Bij de bespreking van art. 68 dient dr. K. Deddens het amendement in om de woorden “de Goede Vrijdag” te laten vervallen. Hij betoogt daarbij, dat er altijd bezwaar heeft bestaan, de Goede Vrijdag te rekenen tot de kerkelijke feestdagen. In het voorgestelde art. 68 krijgt de Goede Vrijdag een kerkelijke ijking, die er nooit is geweest.
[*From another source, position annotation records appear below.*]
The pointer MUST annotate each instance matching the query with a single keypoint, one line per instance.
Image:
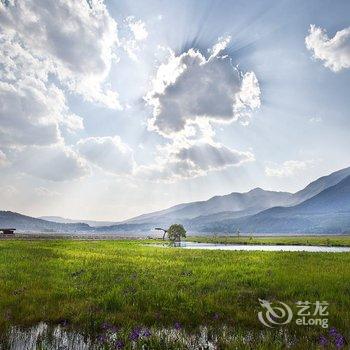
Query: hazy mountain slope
(319, 185)
(327, 212)
(91, 223)
(27, 223)
(198, 214)
(252, 201)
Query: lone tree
(175, 232)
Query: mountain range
(321, 207)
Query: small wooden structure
(162, 229)
(7, 231)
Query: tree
(175, 232)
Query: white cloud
(32, 113)
(54, 163)
(189, 87)
(334, 52)
(45, 193)
(315, 120)
(74, 41)
(189, 94)
(3, 159)
(109, 153)
(134, 33)
(138, 28)
(220, 46)
(287, 168)
(192, 160)
(8, 191)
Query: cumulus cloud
(3, 159)
(31, 113)
(108, 153)
(192, 160)
(189, 95)
(288, 168)
(190, 87)
(134, 33)
(75, 41)
(55, 163)
(334, 52)
(220, 46)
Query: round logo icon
(276, 315)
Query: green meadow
(330, 241)
(127, 283)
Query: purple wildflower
(177, 326)
(147, 333)
(333, 332)
(135, 334)
(119, 344)
(102, 338)
(323, 341)
(339, 341)
(64, 323)
(106, 326)
(216, 316)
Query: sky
(110, 109)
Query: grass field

Ds. T. Dekker wijst er namens deputaten op, dat reeds de generale synode van Kampen 1975 de Goede Vrijdag opnam onder de kerkelijke feestdagen. Er zijn bij deputaten geen bezwaren hiertegen ingekomen. De Goede Vrijdag heeft haar plaats in de praktijk van het kerkelijk leven.
Ds. G. Zomer stelt voor na het woord Pinksterdag te lezen:  “de gemeente samen roepen voor erediensten, waarin de grote heilsfeiten, die de gemeente op deze dagen bijzonder herdenkt, worden verkondigd”. Dit voorstel wordt door deputaten overgenomen. Het amendement van dr. K. Deddens wordt met meerderheid van stemmen verworpen. Nadat de woorden “erop toezien dat” nog geschrapt zijn, wordt art. 68 vastgesteld.

 

Kerkorde 1978

Artikel 68
Kerkelijke feestdagen
De kerkeraad zal op de Kerstdag, de Goede Vrijdag, de Paasdag, de Hemelvaartsdag en de Pinksterdag de gemeente samenroepen tot de openbare erediensten, waarin de heilsfeiten die de gemeente op deze dagen bijzonder herdenkt, worden verkondigd.